Ему подумалось: как с людьми все-таки тяжело. Куда их тянуть? Зачем их тянуть? Чего можно от них добиться, когда…
Дум-дум-дум.
— Мама! — радостно сотрясая половицы, пробежала мимо девочка. — А можно я телевизор включу?
Шкаф в комнате, отзываясь на ее бег, дрогнул сочленениями. Но Галина, видимо, ответила: «Нет!», и обратный топот прозвучал не в пример печальней. Топ-топ. Топ. Топ.
Так вот.
Так вот, сказал деду Шумер. Мысль, конечно, не новая. И я, в сущности, понимаю, что о высоком на голодный желудок думать не приходится. Хотя, может быть, только в состоянии неустройства и получается толком поразмышлять об отвлеченных вещах. Впрочем, это не важно. Я о том, что в нашем мире трудно достичь взаимопонимания, потому что мы сосредоточены исключительно на себе.
Шумер стянул носки и лег на кровать. Дед обиженно расстаял и возник уже у окна, стоящим спиной.
Да, я тоже, вздохнул Шумер. Он подложил подушку под голову. Я тоже часто думаю только о себе. Это связано с тем, что мы более материальные, чем духовные существа. Тебе, дед, уже не понять. Движение прозрачных плеч обозначило скепсис по этому поводу.
Хорошо, можешь не верить. Шумер, повернувшись, стал глядеть в потолок. Я просто пытаюсь сказать, что такие события, все эти диваны, дети, внезапные появления все еще выбивают меня из колеи. Настраиваешься на одно…
Дверь скрипнула, и Шумер приподнялся на локте. В комнату заглядывал мальчик Вова.
— А здесь можно поиграть? — спросил он.
— Нет, — сказал Шумер.
— Даже в прятки?
— Тем более, в прятки.
Мальчик показал ему язык и закрыл дверь.
Я вот об этом, сказал деду Шумер. Не в смысле, что про детей. Нет, про отношение друг к другу. Я готов понять, быть предупредителен и тактичен, а они?
Шумер закрыл глаза. Опять не о том, что нужно. Кровать поскрипывала, одеяло пахло пылью и старостью. Возможно, подумал он, мне это как раз и необходимо. Слишком тепличные условия делают только хуже. А тут — бах! — не волнуйтесь, мы — ваши родственники. И — диван в прихожую. Галина мне кто, не тетя ли? Жена сына брата отца…
Шумер фыркнул.
Из кухни потекло приятное тепло. В коридоре что-то проволокли, занудливо затренькал мобильный телефон.
В конце концов, это не должно раздражать. Это фон.

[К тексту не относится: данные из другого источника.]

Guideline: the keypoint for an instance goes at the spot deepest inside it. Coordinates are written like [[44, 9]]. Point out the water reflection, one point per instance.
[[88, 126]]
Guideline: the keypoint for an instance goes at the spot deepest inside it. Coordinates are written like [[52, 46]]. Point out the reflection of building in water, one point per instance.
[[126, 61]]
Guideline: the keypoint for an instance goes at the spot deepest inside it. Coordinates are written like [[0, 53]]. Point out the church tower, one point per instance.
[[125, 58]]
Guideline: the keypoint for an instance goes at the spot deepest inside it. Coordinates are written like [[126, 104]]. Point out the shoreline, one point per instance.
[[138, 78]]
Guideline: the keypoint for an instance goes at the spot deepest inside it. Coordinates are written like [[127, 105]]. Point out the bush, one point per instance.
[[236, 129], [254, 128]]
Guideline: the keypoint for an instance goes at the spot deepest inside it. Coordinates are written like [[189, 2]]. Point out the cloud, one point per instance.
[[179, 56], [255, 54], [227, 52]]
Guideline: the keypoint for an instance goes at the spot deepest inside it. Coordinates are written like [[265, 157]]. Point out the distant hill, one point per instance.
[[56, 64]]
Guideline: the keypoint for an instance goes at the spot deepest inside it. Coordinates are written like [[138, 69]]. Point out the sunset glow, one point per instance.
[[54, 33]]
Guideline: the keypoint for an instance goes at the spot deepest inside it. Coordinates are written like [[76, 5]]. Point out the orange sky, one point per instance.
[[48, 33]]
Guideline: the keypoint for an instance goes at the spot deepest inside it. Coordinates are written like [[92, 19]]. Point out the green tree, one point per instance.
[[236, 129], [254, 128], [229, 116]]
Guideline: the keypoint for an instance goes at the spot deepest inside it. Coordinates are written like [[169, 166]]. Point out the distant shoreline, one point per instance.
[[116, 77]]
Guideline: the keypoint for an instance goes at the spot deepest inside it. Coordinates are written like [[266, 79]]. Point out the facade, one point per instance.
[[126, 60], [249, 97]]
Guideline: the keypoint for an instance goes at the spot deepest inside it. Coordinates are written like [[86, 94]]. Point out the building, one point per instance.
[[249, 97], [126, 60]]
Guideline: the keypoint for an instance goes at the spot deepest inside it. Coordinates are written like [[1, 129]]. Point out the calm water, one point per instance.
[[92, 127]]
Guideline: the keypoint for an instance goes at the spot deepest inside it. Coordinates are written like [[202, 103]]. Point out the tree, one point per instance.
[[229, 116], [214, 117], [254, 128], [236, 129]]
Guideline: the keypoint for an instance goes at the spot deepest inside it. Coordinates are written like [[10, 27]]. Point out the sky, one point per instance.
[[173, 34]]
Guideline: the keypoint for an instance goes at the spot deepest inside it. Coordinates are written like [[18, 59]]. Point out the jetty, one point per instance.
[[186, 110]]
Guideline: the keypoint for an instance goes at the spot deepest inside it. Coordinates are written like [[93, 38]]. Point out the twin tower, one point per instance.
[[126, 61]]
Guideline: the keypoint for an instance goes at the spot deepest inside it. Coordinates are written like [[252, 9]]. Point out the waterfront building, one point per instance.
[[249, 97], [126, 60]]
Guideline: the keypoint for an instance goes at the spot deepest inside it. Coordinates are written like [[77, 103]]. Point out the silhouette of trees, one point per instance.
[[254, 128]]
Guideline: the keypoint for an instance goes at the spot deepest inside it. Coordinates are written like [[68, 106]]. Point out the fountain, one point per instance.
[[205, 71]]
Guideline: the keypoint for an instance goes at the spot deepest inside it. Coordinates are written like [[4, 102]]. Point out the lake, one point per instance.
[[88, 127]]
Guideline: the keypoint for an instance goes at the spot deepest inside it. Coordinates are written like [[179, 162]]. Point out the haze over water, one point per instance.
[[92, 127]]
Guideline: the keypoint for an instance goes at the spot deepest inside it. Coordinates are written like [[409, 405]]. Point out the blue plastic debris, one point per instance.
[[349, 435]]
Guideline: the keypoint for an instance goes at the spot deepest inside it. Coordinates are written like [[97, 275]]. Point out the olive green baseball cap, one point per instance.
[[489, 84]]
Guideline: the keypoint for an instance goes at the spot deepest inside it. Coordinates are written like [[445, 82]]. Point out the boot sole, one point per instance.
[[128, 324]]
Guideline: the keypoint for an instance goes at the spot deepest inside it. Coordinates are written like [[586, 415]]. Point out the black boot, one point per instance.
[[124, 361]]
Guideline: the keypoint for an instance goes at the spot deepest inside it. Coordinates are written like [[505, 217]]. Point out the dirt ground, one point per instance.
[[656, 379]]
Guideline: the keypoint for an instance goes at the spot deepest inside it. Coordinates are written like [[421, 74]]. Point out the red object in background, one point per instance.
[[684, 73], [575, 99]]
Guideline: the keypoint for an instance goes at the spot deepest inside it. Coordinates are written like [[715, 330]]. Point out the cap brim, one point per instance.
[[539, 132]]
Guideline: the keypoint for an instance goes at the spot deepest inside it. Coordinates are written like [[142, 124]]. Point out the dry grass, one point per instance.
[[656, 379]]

Это — люди. Они не умеют по-другому. Научить их «по-другому» как раз его задача. И если бы она была проста, наверное, все давно бы разрешилось.
Эх, громадье! Уравнение с множеством неизвестных. Или даже известных, только все равно не до конца понятных и понятых. Что там в душах копошится — поди пойми. Шумер улыбнулся. Хорошее настроение как-то вдруг вернулось, даже тело сантиметров на пять воспарило над кроватью.
Надо жить, надо просто делать свое дело.
А в третье пришествие действительно казалось, что еще немного — и Пустов преобразится. Год он людей отбирал. Простых, честных, совестливых. Год планировал поездку. Четыреста пятьдесят четыре человека, включая проводников и машинистов, погрузились с ним в пассажирский состав и двинулись на импровизированный штурм города.
Шумер проповедовал среди них.
Не так, как в этот раз. Он был красноречив и убедителен. Горел пламенем веры. Но с той поры, наверное, иссох. Во всяком случае, понятно, что ни последователями, ни летописцами, ни даже сочувствующими он нынче не разжился. Впрочем, надо ли ему это сейчас? Сами с усами.
Он погрузился в прошлое почти трехлетней давности.